Economist Dr. Gideon Boako has raised concerns over a deepening policy disconnect between the Finance Ministry and the Bank of Ghana, warning that such incoherence could undermine Ghana’s economic stability.
His remarks follow the Monetary Policy Committee’s (MPC) decision to raise the policy rate (MPR) by 100 basis points, from 27% to 28%, a move he argues directly contradicts the government’s fiscal approach.
Dr. Boako says the Finance Ministry’s handling of the Treasury bill (T-bill) market has been allegedly artificial, suppressing T-bill rates and pushing them down from 29% to as low as 15% in an attempt to control borrowing costs.
However, he asserts that the government’s strategy has backfired, as recent undersubscriptions in the last two T-bill auctions indicate waning investor confidence.

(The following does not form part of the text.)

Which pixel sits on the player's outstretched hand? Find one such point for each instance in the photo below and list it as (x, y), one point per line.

“When you advise the government, they won’t listen. But how do they feel now that their so-called ‘“’artificial” drop in T-bill rates – engineered for propaganda – has been undone?” he stated, emphasizing that monetary policy tools should have been leveraged to ensure price stability rather than political optics.
“Typically, the MPR guides short-term interest rates like the T-bill rate. So, why the glaring inconsistency between the two? I warned repeatedly that the Finance Ministry was on the wrong path, attempting to control both price and quantity in the T-bill auction market – forcing rates down from 29% to as low as 15% for 91-day bills,” he added.

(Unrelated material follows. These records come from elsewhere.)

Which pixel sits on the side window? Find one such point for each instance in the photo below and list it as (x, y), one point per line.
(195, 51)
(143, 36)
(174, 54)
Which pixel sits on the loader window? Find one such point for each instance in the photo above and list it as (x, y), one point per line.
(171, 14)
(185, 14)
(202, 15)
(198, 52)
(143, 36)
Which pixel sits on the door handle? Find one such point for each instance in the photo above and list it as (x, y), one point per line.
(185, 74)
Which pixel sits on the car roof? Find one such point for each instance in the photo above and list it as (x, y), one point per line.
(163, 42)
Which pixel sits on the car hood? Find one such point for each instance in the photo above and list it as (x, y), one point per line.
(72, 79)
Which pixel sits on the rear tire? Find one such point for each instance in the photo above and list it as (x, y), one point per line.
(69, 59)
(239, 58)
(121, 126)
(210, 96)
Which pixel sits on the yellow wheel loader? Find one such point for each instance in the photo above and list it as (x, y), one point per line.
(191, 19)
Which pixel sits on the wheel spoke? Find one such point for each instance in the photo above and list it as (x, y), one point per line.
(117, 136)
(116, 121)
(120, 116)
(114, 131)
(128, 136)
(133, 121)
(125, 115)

He further questioned why the Bank of Ghana had not been more proactive in managing excess liquidity through open market operations (OMO) or Discount Policy Operations (DIPO).

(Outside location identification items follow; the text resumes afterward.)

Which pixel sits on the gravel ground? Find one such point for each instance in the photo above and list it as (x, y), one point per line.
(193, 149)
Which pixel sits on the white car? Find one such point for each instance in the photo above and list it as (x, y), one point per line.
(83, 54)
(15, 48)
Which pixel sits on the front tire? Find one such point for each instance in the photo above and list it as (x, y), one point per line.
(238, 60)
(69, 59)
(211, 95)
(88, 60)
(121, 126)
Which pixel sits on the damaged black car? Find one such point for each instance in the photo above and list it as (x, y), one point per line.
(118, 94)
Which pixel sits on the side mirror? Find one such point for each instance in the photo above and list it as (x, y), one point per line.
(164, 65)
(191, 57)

Nevertheless, he commended the Central Bank for its latest MPC release, which includes plans to introduce a 273-day instrument to strengthen liquidity sterilization and support disinflation efforts.
“The Governor of the Central Bank is at least responding to market realities, unlike the Finance Minister, whose approach has led to this crisis,” he remarked, urging greater coordination between fiscal and monetary authorities.
Dr. Boako’s comments come in the wake of the March 21st and 28th T-bill auctions, where the government failed to meet its borrowing targets despite significantly lower interest rates.
He warned that continued divergence between fiscal and monetary policy could have dire consequences, especially as the government remains locked out of the international capital markets and lacks alternative financing sources.
“The Finance Minister must take a cue: macroeconomic management is critical to national financial stability. Without coordination, economic management suffers,” Dr. Boako stressed.